CHICKEN RUN: DAWN OF THE NUGGET Is a Visual Feast, a Narrative Famine

Lo it was, 23 years ago, that Aardman Animation followed up the massive success of its series of Wallace & Gromit short films with a full feature about poultry escaping from certain doom. It was a very clever homage to WWII POW movies, specifically The Great Escape. It even featured a crew of mostly British chickens and their lone American comrade, a rooster. It’s one of the best animated movies of all time, in my humble opinion. So to return to this story after more than two decades needed to work hard to live up to that. Visually it did. In pretty much every other way, it didn’t.

Chicken Run 2 Dawn of the Nugget reveals Molly, Ginger and Rocky's daughter, in trouble
Netflix

The original movie was the culmination of almost 30 years of work by Aardman founders Peter Lord and Nick Park who’d honed their claymation style into some of the funniest and most inventive shorts ever made. Chicken Run has a pretty conventional hero’s journey narrative structure, with Ginger the chicken believing in Rocky the rooster’s ability to fly, even though he was just shot out of cannons for circuses. But hanging on that plot are really fun characters, legitimately funny jokes, and astonishingly elaborate set pieces. That they exist in a tactile, claymation world is part of the awe they inspire.

In the ensuing years, Aardman produced seven more features and several more shows and shorts. These included the Oscar-nominated Wallace & Gromit: The Curse of the Were-Rabbit and the unbelievably popular Shaun the Sheep franchise. All of this to say, it’s not as though Aardman needed to make a very long-lead legacy sequel other than Netflix probably shelling out a lot of money. And as I said previously, from a technical perspective, the size and scope of the film is easily the biggest they’d ever done. It’s stunning to look at. Too bad for a large portion of it I was supremely bored.

A family portrait from Chicken Run: Dawn of the Nugget.
Netflix

The movie begins seemingly weeks after the end of the first film. The escaped chickens and roosters make their new home on a small island in a stream (that is what they are) which has a thick growth of bushes to hide them from the outside world. Rocky and Ginger start a family and their daughter Molly is as brave and adventurous as her parents. For reasons only the plot can tell you, no one in the community will tell Molly why they need to stay on the island.

As such, she decides to make a break for it, only to find that the new, seemingly idyllic chicken factory isn’t what it shows on the poster. Dr. Fry and his patented chicken en-happying equipment hopes to make tastier nuggets. So Ginger, Rocky, and the rest of the characters you remember from the first movie, have to try to rescue Molly and the other chickens.

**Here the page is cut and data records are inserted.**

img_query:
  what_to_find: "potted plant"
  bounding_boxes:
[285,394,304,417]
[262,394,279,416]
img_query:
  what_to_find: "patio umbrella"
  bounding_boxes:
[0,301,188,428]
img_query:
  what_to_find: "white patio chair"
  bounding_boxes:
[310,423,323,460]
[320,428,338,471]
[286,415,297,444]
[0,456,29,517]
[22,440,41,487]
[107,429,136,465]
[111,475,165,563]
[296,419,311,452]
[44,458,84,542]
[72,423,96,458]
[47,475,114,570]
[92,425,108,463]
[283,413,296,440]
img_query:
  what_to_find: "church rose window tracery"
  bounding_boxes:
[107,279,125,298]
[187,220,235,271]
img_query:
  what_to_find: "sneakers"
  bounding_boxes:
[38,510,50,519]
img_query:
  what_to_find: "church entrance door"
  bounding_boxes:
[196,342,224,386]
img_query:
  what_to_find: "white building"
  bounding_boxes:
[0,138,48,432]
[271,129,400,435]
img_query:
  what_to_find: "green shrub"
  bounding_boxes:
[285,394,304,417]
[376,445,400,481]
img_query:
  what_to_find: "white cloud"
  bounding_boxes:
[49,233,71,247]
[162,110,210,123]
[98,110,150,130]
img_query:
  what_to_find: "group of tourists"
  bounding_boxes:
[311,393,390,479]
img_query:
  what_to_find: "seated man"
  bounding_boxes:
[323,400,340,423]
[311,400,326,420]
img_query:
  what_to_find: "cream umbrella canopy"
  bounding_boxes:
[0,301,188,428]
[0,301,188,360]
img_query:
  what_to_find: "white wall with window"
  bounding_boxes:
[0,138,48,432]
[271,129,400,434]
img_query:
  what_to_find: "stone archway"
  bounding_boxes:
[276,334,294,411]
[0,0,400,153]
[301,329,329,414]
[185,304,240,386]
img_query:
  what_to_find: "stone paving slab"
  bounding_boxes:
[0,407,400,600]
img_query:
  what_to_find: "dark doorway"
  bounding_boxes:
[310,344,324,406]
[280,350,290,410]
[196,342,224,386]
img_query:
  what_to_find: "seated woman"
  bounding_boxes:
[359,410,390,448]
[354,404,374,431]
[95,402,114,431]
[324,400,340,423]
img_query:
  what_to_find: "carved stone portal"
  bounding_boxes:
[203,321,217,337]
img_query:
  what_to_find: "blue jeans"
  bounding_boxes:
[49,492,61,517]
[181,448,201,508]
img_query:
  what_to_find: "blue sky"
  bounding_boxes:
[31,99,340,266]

The script for Dawn of the Nugget just feels so pedestrian. It’s like someone took a cursory glance at Chicken Run and plugged in beats and lines where they think they ought to be. Have a gap in dialogue? Have dimwitted Babs say something dimwitted. Mechanical genius Mac is Scottish, so have her say something complicated in a Scottish accent that people can’t understand. Fowler is old. Like, it’s so boring and obvious. Oh, the romantic pair from the first movie have a child now in the second one? What a shocker. Everyone else is exactly the same, however, because otherwise we won’t know how to write them. One character even says “Here we go again,” for pity’s sake! That’s what characters say in bad sequels in the ’80s!

Ginger ready to pounce from a fan vent with two mice behind her in Chicken Run: Dawn of the Nugget
Netflix

It saddens me to say these things, because I do genuinely love Aardman and their output. They’ve always been at the forefront of stop-motion animation. Their films retain a handmade quality even as technology has made everything more elaborate. It felt like Chicken Run: Dawn of the Nugget dumbed down everything to a bog-standard family movie. Aardman should be better than that, and usually are. This one just felt too processed to be truly satisfying.